Evaluation of performance of leading algorithms for variant pathogenicity predictions and designing a combinatory predictor method: application to Rett syndrome variants

PeerJ. 2019 Nov 27:7:e8106. doi: 10.7717/peerj.8106. eCollection 2019.


Background: Genomics diagnostic tests are done for a wide spectrum of complex genetics conditions such as autism and cancer. The growth of technology has not only aided in successfully decoding the genetic variants that causes or trigger these disorders. However, interpretation of these variants is not a trivial task even at a level of distinguish pathogenic vs benign variants.

Methods: We used the clinically significant variants from ClinVar database to evaluate the performance of 14 most popular in-silico predictors using supervised learning methods. We implemented a feature selection and random forest classification algorithm to identify the best combination of predictors to evaluate the pathogenicity of a variant. Finally, we have also utilized this combination of predictors to reclassify the variants of unknown significance in MeCP2 gene that are associated with the Rett syndrome.

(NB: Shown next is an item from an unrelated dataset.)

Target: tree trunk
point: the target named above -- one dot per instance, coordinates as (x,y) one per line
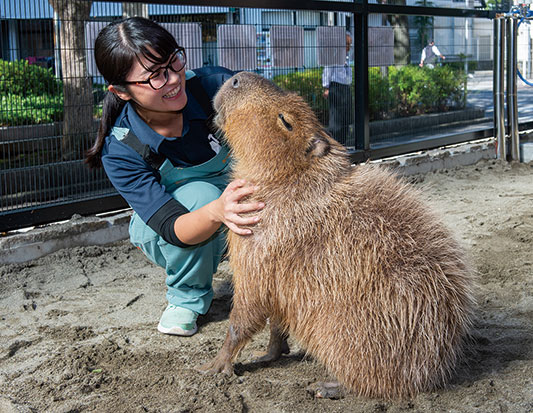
(78,126)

Results: The results from analysis shows an optimized selection of prediction algorithm and developed a combinatory predictor method. Our combinatory approach of using both best performing independent and ensemble predictors reduces any algorithm biases in variant characterization. The reclassification of variants (such as VUS) in MECP2 gene associated with RETT syndrome suggest that the combinatory in-silico predictor approach had a higher success rate in categorizing their pathogenicity.

Keywords: DNA variants; Disease-causing mutations; Machine learning; Pathogenic mutations classification; Rett syndrome; Variant pathogenicity predictors.